Feature: Find datadicts matching a set of conditions

toolsforexperiments / plottr

A flexible plotting and data analysis tool.

https://github.com/toolsforexperiments/plottr

MIT License

46 stars 55 forks source link

Feature: Find datadicts matching a set of conditions #379

Closed yoshi74ls181 closed 1 year ago

yoshi74ls181 commented 1 year ago

This pull request adds a method plottr.data.datadict_storage.search_datadicts, which returns an iterator over datadicts matching a set of conditions. The following conditions are currently supported:

since: Date (and time) in the format YYYY-mm-dd (or YYYY-mm-ddTHHMMSS).
until: Date (and time) in the format YYYY-mm-dd (or YYYY-mm-ddTHHMMSS). If not given, default to until = since.
name: Name of the dataset (if not given, match all datasets).

For convenience, I've also added a method plottr.data.datadict_storage.search_datadict, which asserts that there is only one matching datadict.

yoshi74ls181 commented 1 year ago

Resolved a merge conflict with #375.

marcosfrenkel commented 1 year ago

I really like this feature! But at the moment if the search encounters any invalid data (the writer always creates a file even if the nothing is inside of it) the whole search fails. Because of this, it is hard to test on my end.

I am also a little unsure if its a good idea that the search_datadicts returns the generator instead of a list with all the matching datadicts. It is a good idea to have the generator since the datadicts might be big, but having both the generators and a function that returns a list might be a good idea too and shouldn't take much effort. @wpfff what do you think?

yoshi74ls181 commented 1 year ago

Thanks! I think I've resolved the error you encountered by fixing a bug in datadict_from_hdf5. Could you test this again?

yoshi74ls181 commented 1 year ago

Added the following search conditions:

only_complete: Only return datadicts tagged as complete. Defaults to True.
skip_trash: Skip datadicts tagged as trash. Defaults to True.

marcosfrenkel commented 1 year ago

Hello sorry for the late response, its been a busy couple of weeks.

I remember being able to test this but no matter how I try now the generator is always empty. @yoshi74ls181 could you give me an example of how it is supposed to be used?

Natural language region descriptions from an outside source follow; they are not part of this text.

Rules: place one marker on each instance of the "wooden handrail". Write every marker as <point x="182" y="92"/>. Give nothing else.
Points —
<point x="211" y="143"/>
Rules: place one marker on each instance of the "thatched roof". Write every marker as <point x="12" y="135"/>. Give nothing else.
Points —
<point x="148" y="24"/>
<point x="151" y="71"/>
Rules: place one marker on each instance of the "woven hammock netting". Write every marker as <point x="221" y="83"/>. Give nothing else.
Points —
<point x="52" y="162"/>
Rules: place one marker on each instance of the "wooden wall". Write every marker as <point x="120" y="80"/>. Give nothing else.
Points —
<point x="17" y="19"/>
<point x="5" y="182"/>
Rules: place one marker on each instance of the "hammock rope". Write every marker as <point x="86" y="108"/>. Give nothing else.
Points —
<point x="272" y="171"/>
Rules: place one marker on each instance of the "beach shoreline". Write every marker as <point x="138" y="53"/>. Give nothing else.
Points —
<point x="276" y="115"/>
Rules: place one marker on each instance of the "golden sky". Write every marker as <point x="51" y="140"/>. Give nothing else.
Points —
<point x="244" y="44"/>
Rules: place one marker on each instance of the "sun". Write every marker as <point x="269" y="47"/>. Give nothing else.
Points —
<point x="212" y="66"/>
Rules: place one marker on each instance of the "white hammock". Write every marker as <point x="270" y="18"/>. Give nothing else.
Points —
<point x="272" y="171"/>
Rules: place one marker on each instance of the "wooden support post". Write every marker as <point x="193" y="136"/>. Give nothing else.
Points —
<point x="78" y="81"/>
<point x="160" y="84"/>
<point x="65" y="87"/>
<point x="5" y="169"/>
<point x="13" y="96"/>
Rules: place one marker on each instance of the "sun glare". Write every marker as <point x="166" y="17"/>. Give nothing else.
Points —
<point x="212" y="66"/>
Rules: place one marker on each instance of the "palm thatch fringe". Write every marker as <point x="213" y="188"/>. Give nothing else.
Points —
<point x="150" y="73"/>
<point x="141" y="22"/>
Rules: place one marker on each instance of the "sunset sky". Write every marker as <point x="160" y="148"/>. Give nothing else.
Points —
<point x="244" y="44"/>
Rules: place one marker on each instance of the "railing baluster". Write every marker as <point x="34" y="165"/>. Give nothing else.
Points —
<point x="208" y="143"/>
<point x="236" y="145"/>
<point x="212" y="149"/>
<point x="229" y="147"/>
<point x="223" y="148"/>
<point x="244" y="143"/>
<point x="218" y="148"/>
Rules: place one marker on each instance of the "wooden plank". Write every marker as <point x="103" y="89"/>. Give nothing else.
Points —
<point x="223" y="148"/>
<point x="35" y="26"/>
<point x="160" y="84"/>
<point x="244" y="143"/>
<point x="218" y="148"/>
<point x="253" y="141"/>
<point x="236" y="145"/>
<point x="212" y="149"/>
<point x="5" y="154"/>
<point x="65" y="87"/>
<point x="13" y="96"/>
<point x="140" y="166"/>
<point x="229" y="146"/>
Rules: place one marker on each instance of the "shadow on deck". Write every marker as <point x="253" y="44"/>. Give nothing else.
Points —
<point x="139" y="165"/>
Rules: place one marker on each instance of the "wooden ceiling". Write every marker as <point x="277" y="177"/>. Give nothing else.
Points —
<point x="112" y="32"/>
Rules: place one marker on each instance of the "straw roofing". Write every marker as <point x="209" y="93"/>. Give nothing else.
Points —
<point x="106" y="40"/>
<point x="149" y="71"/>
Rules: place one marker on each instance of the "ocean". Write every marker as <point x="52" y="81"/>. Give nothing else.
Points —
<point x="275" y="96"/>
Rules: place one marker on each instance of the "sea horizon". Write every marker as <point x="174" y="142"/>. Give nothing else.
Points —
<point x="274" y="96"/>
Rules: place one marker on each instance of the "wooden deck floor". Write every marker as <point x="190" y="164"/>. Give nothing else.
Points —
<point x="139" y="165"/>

yoshi74ls181 commented 1 year ago

No worries! Sorry about flooding you with many pull requests recently, I don't mean to rush you at all.

Here's a usage example:

from plottr.data.datadict_storage import DataDict, DDH5Writer, search_datadicts, search_datadict

basedir = "C:\\plottr-data"

# create two datasets
data = DataDict(x=dict(), y=dict(axes=["x"]))
with DDH5Writer(data, basedir, name="test") as writer:
    writer.add_data(x=[1, 2, 3], y=[1, 2, 3])
data = DataDict(x=dict(), y=dict(axes=["x"]))
with DDH5Writer(data, basedir, name="test") as writer:
    writer.add_data(x=[1, 2, 3], y=[3, 2, 1])

# print all datasets named "test" from today
for foldername, datadict in search_datadicts(basedir, "2023-03-17", name="test"):
    print(foldername, datadict["x"]["values"], datadict["y"]["values"])

# print just the newest one
foldername, datadict = search_datadict(basedir, "2023-03-17", name="test", newest=True)
print(foldername, datadict["x"]["values"], datadict["y"]["values"])

# print the one with specific date and time
foldername, datadict = search_datadict(basedir, "2023-03-17T200540", name="test")
print(foldername, datadict["x"]["values"], datadict["y"]["values"])

wpfff commented 1 year ago

@yoshi74ls181 off-topic, but i couldn't find a way to message you in a different way :) it was great meeting you at the APS meeting! could you maybe let me know your email address? (you can email me directly at wpfaff at illinois dot edu)

yoshi74ls181 commented 1 year ago

@wpfff Have you received my email? I'm worried that it might have ended up in your spam folder because I sent it from my personal gmail account (I lost access to my university email when I graduated). No worries if it's just that you've been busy.

wpfff commented 1 year ago

this function is useful, and we have a similar one in our lab code -- but i'm not sure it should be part of plottr itself. there's a few conceptual issues:

it's hard to make this useable from the monitr gui
it assumes a particular way of data naming/storing, which we don't want to enforce in the package (currently you can easily change how naming works by making your own data writer, and everything else will keep working)

we're currently thinking on how to filter better in monitr, but we're not sure yet on the correct approach. I'm closing this for now, and we can re-open if needed.